Additionally, based on previous data and analyses, sacubitril/valsartan showed its tremendous potential effect on reducing CVD risk factors, particularly hypertension. The analysis of PARADIGM-HF showed a statistically significant mean reduction in systolic BP of 3.2 ± 0.4 mmHg from baseline at randomization in the sacubitril/valsartan arm compared with the enalapril arm (p < 0.001). However, initial studies investigating neprilysin inhibitors alone did not carry any clinical benefits in both HF and hypertension patients [61]. Therefore, the proposed mechanism behind the benefit on the vascular endothelium arises from the combination of a neprilysin inhibitor with an angiotensin receptor block, leading to disinhibition of potent vasoconstrictor peptides such as angiotensin I and II [62]. Prior to the PARADIGM-HF, the efficacy of Entresto on diastolic blood pressure reduction was seen in a dose-dependent manner [63,64]. Therefore, upcoming trials in the pipeline, as discussed above, currently question its effect on nocturnal hypertension and add-on therapy in combination with first-line therapeutic agents such as calcium channel blockers or hypertension subsets such as diabetics and CKD. However, as with all these pros of sacubitril/valsartan in both HF and hypertension, the limitations associated with ARNi should be acknowledged as well. Upcoming trials, particularly in the HTN population, should be further evaluated carefully for the risk of symptomatic hypertension, hyperkalemia, and worsening renal failure in addition to its clinical utility.

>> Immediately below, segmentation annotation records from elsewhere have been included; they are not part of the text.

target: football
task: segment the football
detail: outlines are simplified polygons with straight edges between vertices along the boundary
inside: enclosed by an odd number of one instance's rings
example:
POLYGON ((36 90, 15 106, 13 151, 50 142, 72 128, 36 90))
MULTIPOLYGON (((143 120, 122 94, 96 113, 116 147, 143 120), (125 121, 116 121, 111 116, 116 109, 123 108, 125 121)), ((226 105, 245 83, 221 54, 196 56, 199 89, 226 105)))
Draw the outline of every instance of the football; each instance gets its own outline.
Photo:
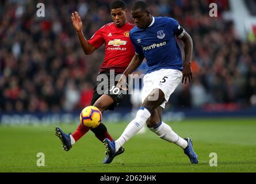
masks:
POLYGON ((96 107, 89 106, 82 110, 80 114, 80 121, 85 126, 94 128, 101 122, 102 115, 96 107))

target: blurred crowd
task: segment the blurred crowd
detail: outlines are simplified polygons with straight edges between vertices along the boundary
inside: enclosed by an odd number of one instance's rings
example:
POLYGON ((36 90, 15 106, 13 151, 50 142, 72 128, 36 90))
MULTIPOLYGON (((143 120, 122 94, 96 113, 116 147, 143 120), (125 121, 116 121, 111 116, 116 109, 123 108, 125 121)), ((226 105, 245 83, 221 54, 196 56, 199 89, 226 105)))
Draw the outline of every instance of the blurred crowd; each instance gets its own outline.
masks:
MULTIPOLYGON (((128 7, 133 2, 125 1, 128 7)), ((112 21, 110 2, 41 1, 45 17, 38 17, 35 1, 0 1, 0 111, 59 112, 89 105, 104 49, 83 53, 71 13, 78 10, 89 39, 112 21)), ((147 2, 155 16, 178 20, 194 42, 193 83, 180 85, 169 107, 256 104, 256 43, 240 40, 232 21, 223 18, 228 0, 147 2), (218 17, 209 16, 211 2, 217 3, 218 17)), ((125 99, 122 104, 130 103, 125 99)))

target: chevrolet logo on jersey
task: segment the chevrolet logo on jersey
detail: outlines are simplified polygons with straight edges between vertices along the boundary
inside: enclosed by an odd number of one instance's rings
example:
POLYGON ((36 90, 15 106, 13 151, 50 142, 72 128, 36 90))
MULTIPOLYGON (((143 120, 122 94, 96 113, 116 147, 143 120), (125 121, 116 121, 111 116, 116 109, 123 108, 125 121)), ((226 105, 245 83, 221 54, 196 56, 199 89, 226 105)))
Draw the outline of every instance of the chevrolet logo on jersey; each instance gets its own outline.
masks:
POLYGON ((109 41, 109 45, 120 47, 120 45, 125 45, 127 43, 127 41, 122 41, 121 39, 114 39, 109 41))

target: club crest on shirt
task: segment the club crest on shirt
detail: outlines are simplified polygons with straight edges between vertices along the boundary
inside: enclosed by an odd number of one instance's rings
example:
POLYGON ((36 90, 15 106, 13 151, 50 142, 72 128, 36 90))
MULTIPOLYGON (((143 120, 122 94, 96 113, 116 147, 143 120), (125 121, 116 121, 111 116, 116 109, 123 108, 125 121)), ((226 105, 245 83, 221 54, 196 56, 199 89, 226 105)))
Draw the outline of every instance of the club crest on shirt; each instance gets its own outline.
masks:
POLYGON ((163 30, 160 30, 157 32, 157 37, 159 39, 163 39, 165 37, 165 34, 163 30))
POLYGON ((129 36, 129 32, 128 31, 125 32, 124 34, 124 36, 128 37, 129 36))

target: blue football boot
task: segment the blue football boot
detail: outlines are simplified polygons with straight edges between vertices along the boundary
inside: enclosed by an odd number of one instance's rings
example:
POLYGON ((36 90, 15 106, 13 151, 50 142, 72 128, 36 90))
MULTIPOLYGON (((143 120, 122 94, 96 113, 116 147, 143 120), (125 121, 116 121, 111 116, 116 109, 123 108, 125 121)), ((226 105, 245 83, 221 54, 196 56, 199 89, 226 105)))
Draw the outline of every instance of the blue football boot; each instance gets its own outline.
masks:
POLYGON ((66 151, 70 150, 72 148, 71 140, 70 139, 70 135, 71 133, 66 134, 59 127, 55 128, 55 135, 62 141, 63 150, 66 151))
POLYGON ((185 154, 189 158, 191 163, 197 164, 198 163, 198 156, 193 150, 192 140, 190 138, 185 138, 188 141, 188 147, 184 149, 184 154, 185 154))
POLYGON ((106 147, 106 155, 104 160, 103 160, 104 164, 110 163, 114 158, 124 152, 124 148, 121 147, 119 148, 119 151, 116 152, 116 144, 114 141, 112 142, 109 139, 105 139, 103 142, 106 147))

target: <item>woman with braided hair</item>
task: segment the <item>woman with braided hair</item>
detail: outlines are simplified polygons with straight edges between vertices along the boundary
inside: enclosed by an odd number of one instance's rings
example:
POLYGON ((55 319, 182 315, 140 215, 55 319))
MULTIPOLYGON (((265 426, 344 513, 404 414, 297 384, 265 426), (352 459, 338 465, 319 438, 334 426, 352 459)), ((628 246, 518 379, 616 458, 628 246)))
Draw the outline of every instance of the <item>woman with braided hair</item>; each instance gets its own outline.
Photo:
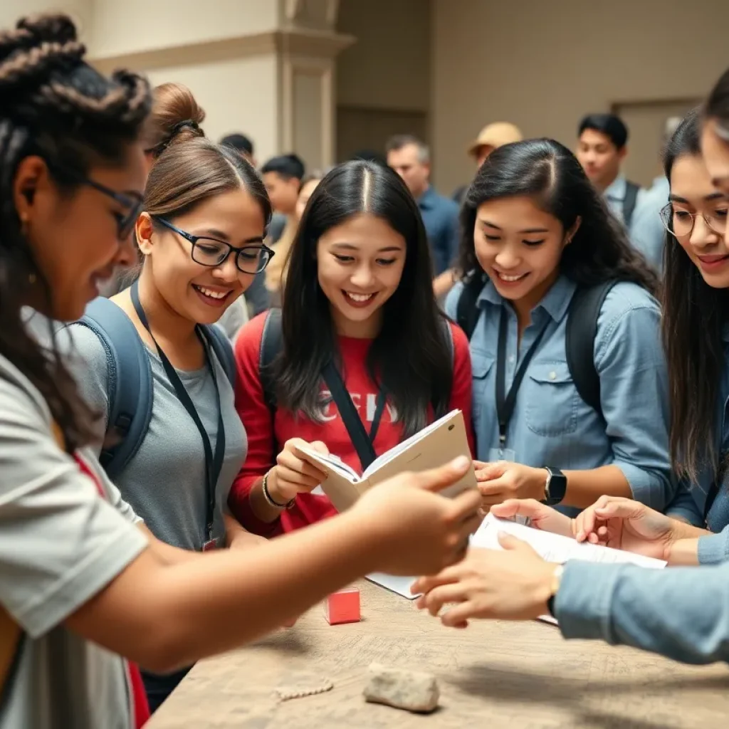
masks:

As of now, data available provide a positive impact on its effect on cardiac remodeling and protection as well as on vascular and endothelium dysfunction. Numerous clinical trials are evolving across CVD benefits, CVD risk factors, and non-CV disease states, suggesting that LCZ969 may carry additional mechanistic insights that we are not aware of. However, one can conclude that their potential benefits might subside beyond what is seen due to the neurohormonal RAAS and SNS blockade. Expanding indications based on upcoming data results of these ongoing trials and the development of more novel ARNi’s to target different subsets of CV disease remains a promising question to look for in the future.

5. Conclusions

Sacubitril/valsartan is currently being investigated in many CV and non-CV conditions. This review aims to shed light and summarize the ongoing sacubitril/valsartan registered studies on ClinicalTrials.gov (accessed on 3 January 2022). The highlighted studies could change the management of several disease states such as advanced HF, hypertension, chronic kidney disease, HIV, and many other disease states.